Saturday, January 3, 2009

ISBP installment no. 9: Steven Alexander


With this installation of the Interactive Studio Blog Project, we get a nice peek into Steven Alexander's studio, which is up in Dalton, PA, somewhere north of Scranton. Steven teaches at my alma mater, Marywood University. Make sure to visit Steven's wonderful Studio Journal blog, where he generously shares his work, process, and impressions and observations of other art and artists, such as the work of Brazilian painter Goncalo Ivo. I highlight this because as you'll see in the post, Steven has included a photo of Ivo's studio. The space is mighty impressive with a huge array of paints and brushes laid out with precision, like a surgeon's tools. This precision is very evident in Ivo's intensely colored geometric abstractions.

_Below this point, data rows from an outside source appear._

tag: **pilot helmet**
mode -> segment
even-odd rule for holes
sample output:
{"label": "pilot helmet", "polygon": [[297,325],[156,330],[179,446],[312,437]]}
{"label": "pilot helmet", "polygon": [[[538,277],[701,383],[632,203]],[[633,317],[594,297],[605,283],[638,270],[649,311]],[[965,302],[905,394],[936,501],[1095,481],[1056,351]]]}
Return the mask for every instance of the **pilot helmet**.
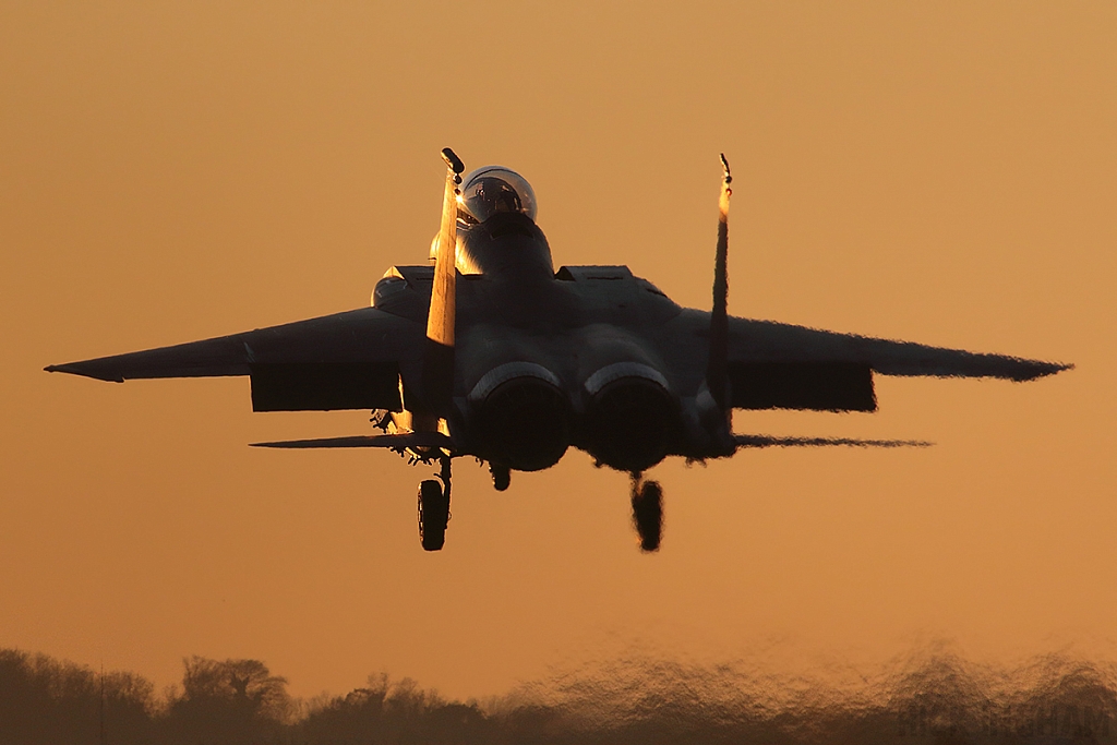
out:
{"label": "pilot helmet", "polygon": [[535,192],[524,176],[503,165],[477,169],[461,187],[458,217],[466,223],[485,222],[500,212],[519,212],[535,221]]}

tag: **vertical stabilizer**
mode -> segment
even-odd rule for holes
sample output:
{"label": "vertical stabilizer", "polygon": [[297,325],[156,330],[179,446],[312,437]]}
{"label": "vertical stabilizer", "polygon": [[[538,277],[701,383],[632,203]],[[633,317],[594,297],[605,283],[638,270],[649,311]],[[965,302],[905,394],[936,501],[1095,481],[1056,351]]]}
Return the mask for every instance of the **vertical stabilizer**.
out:
{"label": "vertical stabilizer", "polygon": [[431,413],[446,418],[454,397],[454,329],[457,319],[458,184],[465,166],[449,147],[446,161],[446,190],[442,195],[442,225],[438,232],[435,283],[427,313],[427,342],[423,350],[422,399]]}
{"label": "vertical stabilizer", "polygon": [[718,199],[717,252],[714,258],[714,309],[709,316],[709,361],[706,366],[706,385],[722,411],[732,411],[729,392],[729,163],[722,155],[725,175],[722,180],[722,195]]}

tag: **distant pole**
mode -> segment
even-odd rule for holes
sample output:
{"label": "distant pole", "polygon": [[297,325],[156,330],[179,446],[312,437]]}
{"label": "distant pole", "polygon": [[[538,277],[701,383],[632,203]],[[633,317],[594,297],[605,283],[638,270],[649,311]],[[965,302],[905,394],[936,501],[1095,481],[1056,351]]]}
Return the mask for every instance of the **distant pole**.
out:
{"label": "distant pole", "polygon": [[105,663],[101,663],[101,745],[107,745],[105,739]]}

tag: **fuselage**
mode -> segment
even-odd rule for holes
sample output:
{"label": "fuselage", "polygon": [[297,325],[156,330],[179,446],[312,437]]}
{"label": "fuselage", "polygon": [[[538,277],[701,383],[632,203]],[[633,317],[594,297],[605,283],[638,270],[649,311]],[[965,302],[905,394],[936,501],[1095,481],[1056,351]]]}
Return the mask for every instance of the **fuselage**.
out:
{"label": "fuselage", "polygon": [[[457,450],[538,470],[573,446],[632,472],[667,455],[717,455],[724,418],[704,418],[699,405],[708,314],[681,308],[627,267],[556,273],[546,238],[522,214],[459,237],[448,422]],[[422,321],[431,277],[430,267],[393,267],[375,307]],[[404,391],[419,374],[401,370]]]}

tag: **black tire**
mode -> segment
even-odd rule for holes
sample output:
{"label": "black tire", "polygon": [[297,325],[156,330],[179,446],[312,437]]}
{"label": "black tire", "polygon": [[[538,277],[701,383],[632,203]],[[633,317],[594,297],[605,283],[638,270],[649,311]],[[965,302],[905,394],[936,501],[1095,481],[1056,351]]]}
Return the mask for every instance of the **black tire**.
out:
{"label": "black tire", "polygon": [[659,551],[663,535],[663,489],[659,481],[645,481],[632,493],[632,523],[640,536],[640,550]]}
{"label": "black tire", "polygon": [[450,500],[442,484],[428,479],[419,485],[419,542],[423,551],[441,551],[446,544],[446,524],[450,520]]}

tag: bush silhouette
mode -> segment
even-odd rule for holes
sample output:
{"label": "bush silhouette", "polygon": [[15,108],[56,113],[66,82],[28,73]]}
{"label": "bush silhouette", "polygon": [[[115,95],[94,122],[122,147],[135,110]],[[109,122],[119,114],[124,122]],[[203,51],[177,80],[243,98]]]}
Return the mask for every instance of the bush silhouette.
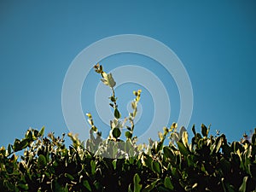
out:
{"label": "bush silhouette", "polygon": [[134,91],[133,111],[121,120],[112,74],[99,64],[94,68],[112,90],[108,137],[102,138],[90,113],[90,138],[81,142],[68,133],[73,144],[67,148],[65,134],[45,137],[44,127],[27,130],[24,138],[0,148],[1,191],[256,191],[256,129],[250,141],[229,143],[225,135],[209,135],[210,127],[201,125],[201,133],[192,127],[189,142],[186,130],[177,131],[173,123],[158,141],[137,144],[141,90]]}

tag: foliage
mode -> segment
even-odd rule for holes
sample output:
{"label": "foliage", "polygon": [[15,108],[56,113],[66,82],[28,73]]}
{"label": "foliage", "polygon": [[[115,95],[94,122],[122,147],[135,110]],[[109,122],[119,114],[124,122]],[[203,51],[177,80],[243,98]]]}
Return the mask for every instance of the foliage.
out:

Now, back to Stephen and his work. After writing the above, I became aware that there is a real connection between Steven's workspace, which I've had the chance to see through his blog posts, and his work. I see an openness, an expansiveness that is present in both, and experience a sense of place in many of Steven's paintings. Of course, it's not at all that simple. Please see Steven's statement below...



Meteor Beach 2008
96 x 96 acrylic on 4 canvases

My work is an exploration of relations that reside in the constant flux of sensory events. I am interested in the interaction between the painting and the viewer's imagination and experience; in the painting's catalytic potency - it's potential to generate unspecified mobile meaning.

Color operates in this work and in the world as a kind of pure energy, dynamic, capricious, evocative. The surfaces emphasize the sensual rather than analytical nature of the process, and attest to the pervasive presence of time. Within the structure of the paintings, archetypal dualities of male/female, earth/sky, internal/external are inevitably implied; not as opposing forces, but as interdependent aspects of an animate whole. In this sense, these paintings might be regarded as open-ended cosmologies, or as chunks of unencumbered raw reality, or to use John Cage's words, "like Nature in her manner of operation".

I am trying to build, out of color and substance, a place for the viewer's consciousness - where unexpected associations and resonances may occur, where history merges with the present moment, and the stuff of life, love and desire has corporeal presence - states of being, embodied in paint.